The canonical Engineering pillar on DDQ automation. A 300-question security questionnaire is not 300 unique questions — it's mostly retrieval against a corpus that's already written, plus a small tail that isn't.

The PursuitAgent engineering team 17 min read Procurement

A 300-question security questionnaire is not 300 unique questions. It is mostly retrieval queries against a corpus your security team has already written, plus a smaller tail of net-new answers that require a subject-matter expert to think for five minutes. Our rule of thumb is that the split runs roughly 80/20 — that is our own operational observation from working through questionnaires with our customers, not a measured industry benchmark. The ratio varies by buyer and by framework; the shape (big retrievable majority, smaller SME-bound tail) is what generalizes.

This is the pillar on how we handle security questionnaires inside PursuitAgent. It is written from the engineering side — the retrieval layer, the verification pass, the escalation path for the tail. If you are looking for the craft essay on how to staff a security-questionnaire team, Sarah wrote that one yesterday. This post is about the machine underneath.

The 80/20 is the thing that changes how the work is staffed and tooled. Miss the split and you either over-automate (auto-answer everything, watch 30 of those answers be wrong, and lose the deal) or under-automate (send every question to an SME, burn 40 hours per questionnaire, and ship late). The right move is to automate the 240, escalate the 60, and verify every one of the 240 before a claim leaves the queue.

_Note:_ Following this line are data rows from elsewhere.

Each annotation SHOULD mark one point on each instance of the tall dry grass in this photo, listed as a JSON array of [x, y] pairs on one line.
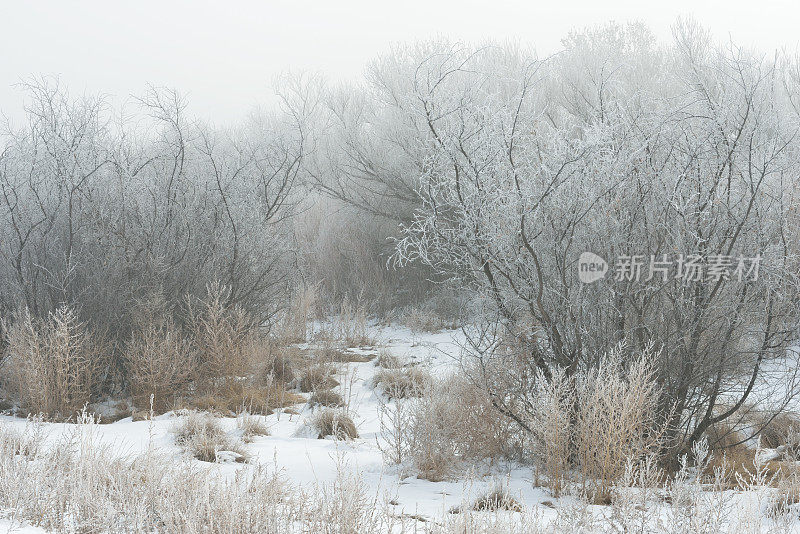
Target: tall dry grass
[[159, 359], [53, 365]]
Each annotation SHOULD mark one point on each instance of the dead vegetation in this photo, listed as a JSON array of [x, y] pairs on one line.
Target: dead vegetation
[[402, 383], [318, 377], [326, 398], [53, 365], [202, 436], [330, 422]]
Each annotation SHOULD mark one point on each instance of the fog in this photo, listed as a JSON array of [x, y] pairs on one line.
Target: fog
[[224, 57]]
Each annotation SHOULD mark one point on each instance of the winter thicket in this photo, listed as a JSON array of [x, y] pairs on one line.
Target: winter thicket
[[506, 167], [479, 173]]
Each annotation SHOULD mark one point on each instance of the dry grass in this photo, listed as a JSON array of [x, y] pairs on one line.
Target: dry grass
[[251, 426], [281, 363], [159, 362], [224, 337], [492, 501], [348, 328], [326, 398], [387, 360], [237, 397], [776, 430], [202, 436], [329, 422], [318, 378], [433, 435], [53, 365], [78, 485], [616, 421], [402, 383]]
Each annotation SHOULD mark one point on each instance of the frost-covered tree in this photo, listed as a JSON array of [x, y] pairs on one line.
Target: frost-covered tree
[[99, 208], [619, 146]]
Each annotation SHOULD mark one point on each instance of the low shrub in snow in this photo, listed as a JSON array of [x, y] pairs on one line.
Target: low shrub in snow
[[251, 426], [402, 383], [53, 365], [327, 398], [330, 422], [317, 377], [202, 436]]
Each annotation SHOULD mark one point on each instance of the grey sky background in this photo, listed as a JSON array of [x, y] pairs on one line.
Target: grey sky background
[[225, 56]]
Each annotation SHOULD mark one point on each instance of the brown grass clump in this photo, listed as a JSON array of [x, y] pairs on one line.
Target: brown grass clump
[[616, 421], [387, 360], [330, 354], [327, 398], [237, 397], [402, 383], [251, 426], [224, 337], [317, 378], [281, 363], [493, 501], [722, 436], [349, 328], [53, 365], [202, 436], [329, 422], [775, 431]]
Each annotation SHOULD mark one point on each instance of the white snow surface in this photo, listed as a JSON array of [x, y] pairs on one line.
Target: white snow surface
[[305, 460]]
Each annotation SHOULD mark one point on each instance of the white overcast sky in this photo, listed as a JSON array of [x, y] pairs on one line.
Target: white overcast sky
[[225, 55]]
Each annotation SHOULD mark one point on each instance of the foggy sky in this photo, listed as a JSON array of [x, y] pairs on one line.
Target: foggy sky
[[225, 56]]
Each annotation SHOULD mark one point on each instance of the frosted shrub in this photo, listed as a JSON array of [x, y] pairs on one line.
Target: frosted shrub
[[616, 420], [53, 364]]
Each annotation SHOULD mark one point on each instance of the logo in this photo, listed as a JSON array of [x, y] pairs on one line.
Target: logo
[[591, 267]]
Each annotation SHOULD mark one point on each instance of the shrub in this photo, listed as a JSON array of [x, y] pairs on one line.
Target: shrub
[[53, 364], [280, 364], [317, 377], [616, 420], [402, 383], [159, 361], [348, 327], [387, 360], [203, 437], [224, 337], [250, 426], [777, 430], [329, 422], [326, 398]]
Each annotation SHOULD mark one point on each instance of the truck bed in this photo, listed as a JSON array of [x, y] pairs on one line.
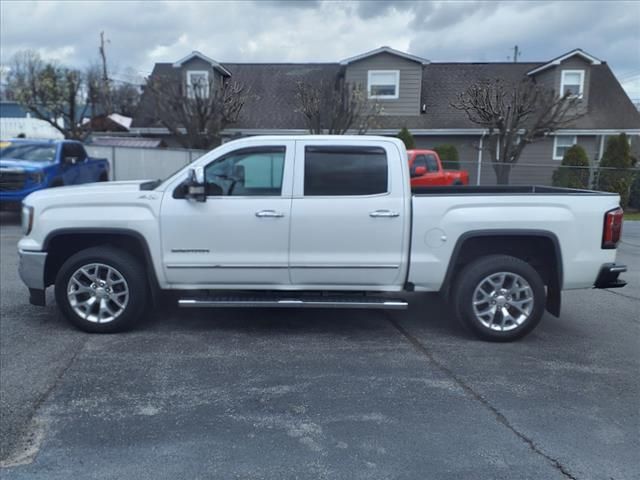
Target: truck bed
[[501, 190]]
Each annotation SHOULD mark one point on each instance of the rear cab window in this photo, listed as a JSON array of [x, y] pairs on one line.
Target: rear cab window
[[345, 171]]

What the volume actually looks like

Safe Security published data in 2024 showing that a mid-market SaaS vendor with regulated customers receives 500 or more security questionnaires per year. The median questionnaire they measured had between 200 and 400 questions. A vendor at that volume is answering something like 150,000 questions per year.

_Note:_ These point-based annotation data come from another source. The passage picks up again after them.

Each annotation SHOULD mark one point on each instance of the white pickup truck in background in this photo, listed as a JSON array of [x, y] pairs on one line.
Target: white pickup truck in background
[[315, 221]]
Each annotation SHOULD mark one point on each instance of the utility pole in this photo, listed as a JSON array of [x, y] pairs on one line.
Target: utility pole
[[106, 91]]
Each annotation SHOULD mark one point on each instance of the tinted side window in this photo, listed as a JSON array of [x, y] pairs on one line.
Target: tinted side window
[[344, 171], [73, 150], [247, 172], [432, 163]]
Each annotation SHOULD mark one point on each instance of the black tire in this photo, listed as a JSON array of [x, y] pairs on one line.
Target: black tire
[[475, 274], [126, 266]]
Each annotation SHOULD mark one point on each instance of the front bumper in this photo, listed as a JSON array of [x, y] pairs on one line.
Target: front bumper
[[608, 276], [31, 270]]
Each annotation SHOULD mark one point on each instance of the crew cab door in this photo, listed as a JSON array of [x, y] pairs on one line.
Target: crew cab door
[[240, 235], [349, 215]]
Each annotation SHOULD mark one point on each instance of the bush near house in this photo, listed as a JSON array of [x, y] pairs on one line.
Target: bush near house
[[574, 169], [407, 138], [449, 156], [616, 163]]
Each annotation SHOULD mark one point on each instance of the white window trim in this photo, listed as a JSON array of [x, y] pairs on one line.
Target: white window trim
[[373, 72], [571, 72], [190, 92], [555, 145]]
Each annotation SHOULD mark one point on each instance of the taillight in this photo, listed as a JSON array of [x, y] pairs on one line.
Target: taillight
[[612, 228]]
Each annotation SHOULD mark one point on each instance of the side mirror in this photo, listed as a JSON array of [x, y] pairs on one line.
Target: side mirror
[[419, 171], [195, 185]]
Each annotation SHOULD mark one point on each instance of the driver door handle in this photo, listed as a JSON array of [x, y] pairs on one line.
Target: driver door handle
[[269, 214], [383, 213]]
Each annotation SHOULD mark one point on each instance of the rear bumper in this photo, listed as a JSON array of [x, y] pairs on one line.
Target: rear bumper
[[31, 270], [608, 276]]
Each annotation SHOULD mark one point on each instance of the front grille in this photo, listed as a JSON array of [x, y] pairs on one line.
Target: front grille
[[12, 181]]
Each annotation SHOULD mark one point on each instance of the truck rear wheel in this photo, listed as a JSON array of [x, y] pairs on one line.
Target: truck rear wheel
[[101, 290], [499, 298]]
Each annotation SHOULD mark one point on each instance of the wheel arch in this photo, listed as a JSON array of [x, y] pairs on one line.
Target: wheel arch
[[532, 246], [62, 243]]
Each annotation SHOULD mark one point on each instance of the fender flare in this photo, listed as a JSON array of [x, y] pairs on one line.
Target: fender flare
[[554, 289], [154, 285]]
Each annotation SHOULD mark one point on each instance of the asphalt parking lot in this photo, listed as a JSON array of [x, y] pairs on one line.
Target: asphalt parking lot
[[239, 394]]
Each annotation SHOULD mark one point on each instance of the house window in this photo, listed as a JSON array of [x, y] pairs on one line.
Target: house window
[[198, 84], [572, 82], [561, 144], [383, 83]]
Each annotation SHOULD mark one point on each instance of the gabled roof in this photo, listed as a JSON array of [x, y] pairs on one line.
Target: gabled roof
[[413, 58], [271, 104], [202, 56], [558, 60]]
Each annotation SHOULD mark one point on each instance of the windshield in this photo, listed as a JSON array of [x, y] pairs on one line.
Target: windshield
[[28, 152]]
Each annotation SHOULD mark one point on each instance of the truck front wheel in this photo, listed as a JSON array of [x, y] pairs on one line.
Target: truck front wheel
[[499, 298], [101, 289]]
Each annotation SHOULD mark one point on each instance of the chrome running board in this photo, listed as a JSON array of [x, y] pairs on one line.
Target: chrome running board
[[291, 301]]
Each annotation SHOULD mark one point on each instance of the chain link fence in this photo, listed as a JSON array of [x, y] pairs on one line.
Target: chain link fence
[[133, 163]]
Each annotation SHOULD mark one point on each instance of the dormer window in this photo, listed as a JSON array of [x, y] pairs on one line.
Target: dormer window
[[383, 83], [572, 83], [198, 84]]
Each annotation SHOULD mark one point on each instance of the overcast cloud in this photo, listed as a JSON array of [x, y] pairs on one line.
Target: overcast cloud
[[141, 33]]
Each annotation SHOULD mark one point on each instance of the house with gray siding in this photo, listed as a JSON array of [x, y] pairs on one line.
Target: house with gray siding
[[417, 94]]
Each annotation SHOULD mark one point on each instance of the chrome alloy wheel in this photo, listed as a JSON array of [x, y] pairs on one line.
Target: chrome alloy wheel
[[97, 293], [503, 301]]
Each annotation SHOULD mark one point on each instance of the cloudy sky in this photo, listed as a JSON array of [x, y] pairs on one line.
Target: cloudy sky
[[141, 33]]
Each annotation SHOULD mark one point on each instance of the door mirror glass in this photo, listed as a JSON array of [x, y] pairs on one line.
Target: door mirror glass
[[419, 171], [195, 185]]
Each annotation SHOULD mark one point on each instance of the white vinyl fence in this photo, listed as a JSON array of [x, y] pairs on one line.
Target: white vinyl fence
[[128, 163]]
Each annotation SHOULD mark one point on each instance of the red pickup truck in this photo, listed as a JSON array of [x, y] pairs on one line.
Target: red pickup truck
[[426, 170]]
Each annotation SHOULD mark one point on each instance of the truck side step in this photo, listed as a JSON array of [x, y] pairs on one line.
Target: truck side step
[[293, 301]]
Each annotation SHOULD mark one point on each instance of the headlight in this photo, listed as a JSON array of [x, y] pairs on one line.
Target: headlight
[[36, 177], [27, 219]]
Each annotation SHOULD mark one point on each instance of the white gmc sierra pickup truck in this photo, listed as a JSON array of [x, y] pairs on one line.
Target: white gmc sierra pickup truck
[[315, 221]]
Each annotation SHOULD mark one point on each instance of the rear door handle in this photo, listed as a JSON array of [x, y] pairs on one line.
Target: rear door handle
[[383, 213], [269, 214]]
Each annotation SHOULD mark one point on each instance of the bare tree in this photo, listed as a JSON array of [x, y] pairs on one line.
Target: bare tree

Nobody answers 150,000 unique questions per year. If you open 30 questionnaires from 30 different buyers, you will find that the questions cluster around a small number of frameworks: SOC 2 (the 2017 trust services criteria, updated 2022), ISO 27001, CAIQ, SIG, HIPAA where relevant, PCI-DSS where relevant, and a handful of state-specific addenda. Within those frameworks, the questions are paraphrases of each other.

“Do you encrypt data at rest?” and “Is customer data encrypted when stored?” and “Describe your at-rest encryption posture, including algorithm and key management.” are the same question, asked three ways, answered the same way: “Yes. AES-256. Keys managed via AWS KMS with rotation every 90 days. Evidence: SOC 2 report, section CC6.1.”

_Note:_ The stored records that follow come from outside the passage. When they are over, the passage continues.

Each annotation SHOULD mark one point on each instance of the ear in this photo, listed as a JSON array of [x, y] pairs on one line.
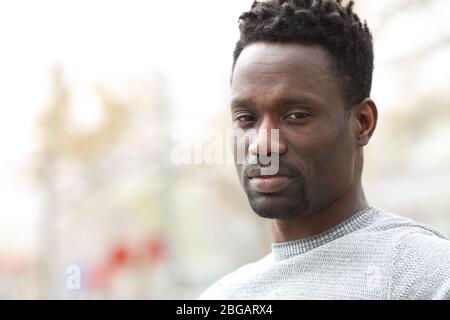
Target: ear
[[366, 116]]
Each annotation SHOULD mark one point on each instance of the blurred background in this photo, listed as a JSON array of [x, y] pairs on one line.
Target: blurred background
[[95, 96]]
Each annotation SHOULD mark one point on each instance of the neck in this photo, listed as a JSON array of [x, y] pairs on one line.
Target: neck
[[308, 225]]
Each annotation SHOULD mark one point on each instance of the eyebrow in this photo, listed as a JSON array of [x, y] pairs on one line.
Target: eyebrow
[[283, 101]]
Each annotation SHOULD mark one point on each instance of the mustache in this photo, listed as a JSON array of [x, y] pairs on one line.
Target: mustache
[[285, 169]]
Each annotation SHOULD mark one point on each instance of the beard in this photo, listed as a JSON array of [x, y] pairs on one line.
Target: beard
[[287, 204]]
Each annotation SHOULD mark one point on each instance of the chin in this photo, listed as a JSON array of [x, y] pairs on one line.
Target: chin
[[277, 206]]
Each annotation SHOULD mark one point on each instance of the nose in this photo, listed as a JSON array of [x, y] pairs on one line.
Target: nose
[[266, 139]]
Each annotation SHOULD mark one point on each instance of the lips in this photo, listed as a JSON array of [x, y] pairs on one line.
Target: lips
[[269, 184]]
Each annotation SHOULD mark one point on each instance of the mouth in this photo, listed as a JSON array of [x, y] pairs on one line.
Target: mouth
[[269, 184]]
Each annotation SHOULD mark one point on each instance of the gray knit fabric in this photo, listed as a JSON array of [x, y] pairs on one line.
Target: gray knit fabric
[[372, 255]]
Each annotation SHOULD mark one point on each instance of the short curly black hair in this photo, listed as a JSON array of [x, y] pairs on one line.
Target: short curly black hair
[[328, 23]]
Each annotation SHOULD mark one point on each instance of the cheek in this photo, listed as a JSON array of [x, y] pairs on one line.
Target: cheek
[[324, 157]]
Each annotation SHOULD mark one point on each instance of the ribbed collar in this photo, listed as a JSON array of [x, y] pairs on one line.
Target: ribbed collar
[[285, 250]]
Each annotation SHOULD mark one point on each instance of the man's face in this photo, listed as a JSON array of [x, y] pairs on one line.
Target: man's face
[[292, 88]]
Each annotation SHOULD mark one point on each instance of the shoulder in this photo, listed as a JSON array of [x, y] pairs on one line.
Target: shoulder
[[230, 285]]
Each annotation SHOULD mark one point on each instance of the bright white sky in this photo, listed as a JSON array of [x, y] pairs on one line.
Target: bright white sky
[[112, 41]]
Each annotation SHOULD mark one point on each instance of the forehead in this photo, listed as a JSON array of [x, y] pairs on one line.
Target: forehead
[[265, 69]]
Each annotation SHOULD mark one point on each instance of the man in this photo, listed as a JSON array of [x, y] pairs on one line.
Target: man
[[304, 68]]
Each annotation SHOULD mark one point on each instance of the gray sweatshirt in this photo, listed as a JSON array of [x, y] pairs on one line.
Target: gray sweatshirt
[[372, 255]]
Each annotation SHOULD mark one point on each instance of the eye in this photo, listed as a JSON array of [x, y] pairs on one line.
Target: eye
[[243, 118], [297, 115]]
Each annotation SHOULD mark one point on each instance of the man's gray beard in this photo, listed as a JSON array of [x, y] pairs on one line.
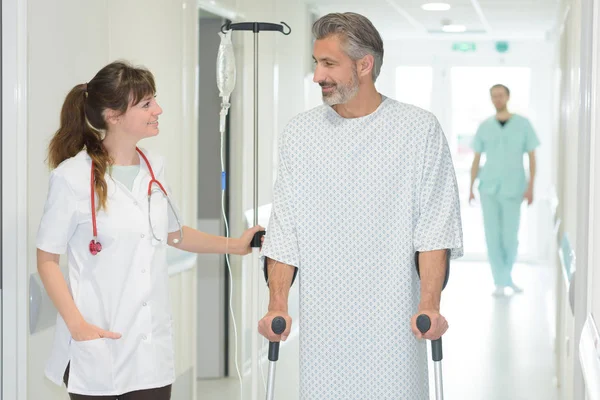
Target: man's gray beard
[[343, 94]]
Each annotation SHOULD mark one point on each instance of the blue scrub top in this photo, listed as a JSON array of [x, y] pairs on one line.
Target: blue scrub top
[[503, 173]]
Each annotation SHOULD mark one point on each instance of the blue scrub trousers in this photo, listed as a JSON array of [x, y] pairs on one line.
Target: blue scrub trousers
[[501, 218]]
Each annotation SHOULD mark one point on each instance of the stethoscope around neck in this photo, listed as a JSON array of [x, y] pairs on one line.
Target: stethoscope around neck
[[95, 245]]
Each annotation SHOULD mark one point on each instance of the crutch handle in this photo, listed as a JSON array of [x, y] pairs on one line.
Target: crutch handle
[[257, 239], [423, 324], [278, 326]]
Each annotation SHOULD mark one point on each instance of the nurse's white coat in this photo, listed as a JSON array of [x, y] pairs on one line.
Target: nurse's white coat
[[124, 288]]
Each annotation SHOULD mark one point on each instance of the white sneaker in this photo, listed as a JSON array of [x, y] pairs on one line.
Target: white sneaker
[[516, 289]]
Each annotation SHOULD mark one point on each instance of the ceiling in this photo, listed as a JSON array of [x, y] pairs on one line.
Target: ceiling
[[494, 19]]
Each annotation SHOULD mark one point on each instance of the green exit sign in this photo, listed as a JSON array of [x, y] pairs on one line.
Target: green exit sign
[[464, 46], [502, 47]]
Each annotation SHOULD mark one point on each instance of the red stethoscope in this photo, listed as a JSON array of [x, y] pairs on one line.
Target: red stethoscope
[[95, 245]]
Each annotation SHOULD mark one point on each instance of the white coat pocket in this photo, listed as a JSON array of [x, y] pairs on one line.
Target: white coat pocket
[[91, 367], [159, 217]]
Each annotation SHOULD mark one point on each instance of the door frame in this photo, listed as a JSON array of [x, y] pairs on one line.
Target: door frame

Loopio has written before that the average security questionnaire takes 15 to 40 hours to complete. Their number matches ours. Their number also hides the split: of those 15 to 40 hours, something like 12 to 32 are spent on the 80% that repeats, and three to eight are spent on the 20% that doesn’t. The retrieval-bound portion is the one worth automating because it is structurally repeatable. The tail is where SMEs earn their paychecks.

The 80% that repeats

Here is a worked example of 12 typical questions from a real SOC 2 Type II-aligned questionnaire, lightly reworded to strip a specific buyer’s voice. Each question maps to a KB block that was written once — usually during the customer’s last audit cycle — and has been cited dozens of times since.

#QuestionKB block categoryOwner
1Do you maintain a written information security policy?policy/isp-overviewSecurity
2Encryption at rest algorithm and key management?control/encryption-at-restSecurity
3Encryption in transit protocols (TLS version, ciphers)?control/encryption-in-transitSecurity
4Describe your incident response process.process/ir-runbookSecurity
5Business continuity and disaster recovery RPO/RTO?policy/bcp-drSecurity
6Vendor risk management process.process/vendor-risk-assessmentGRC
7Data residency options for customer data.control/data-residencyLegal + Security
8Access control model (RBAC, MFA, SSO)?control/access-controlSecurity
9Penetration testing cadence and last report date.evidence/pentest-cycleSecurity
10Employee security training (frequency, content, attestation).process/security-trainingHR + Security
11SOC 2 Type II report, date of last attestation.evidence/soc2-attestationGRC
12Subprocessor list and notification process.control/subprocessorsLegal

Twelve questions. Twelve blocks. Each block was written once. Each block has a version pinned to the most recent attestation cycle. Each block carries a freshness score that flags it for re-review ahead of the next audit. The retrieval job on these 12 questions is to map the buyer’s wording to the canonical block and emit the cited answer.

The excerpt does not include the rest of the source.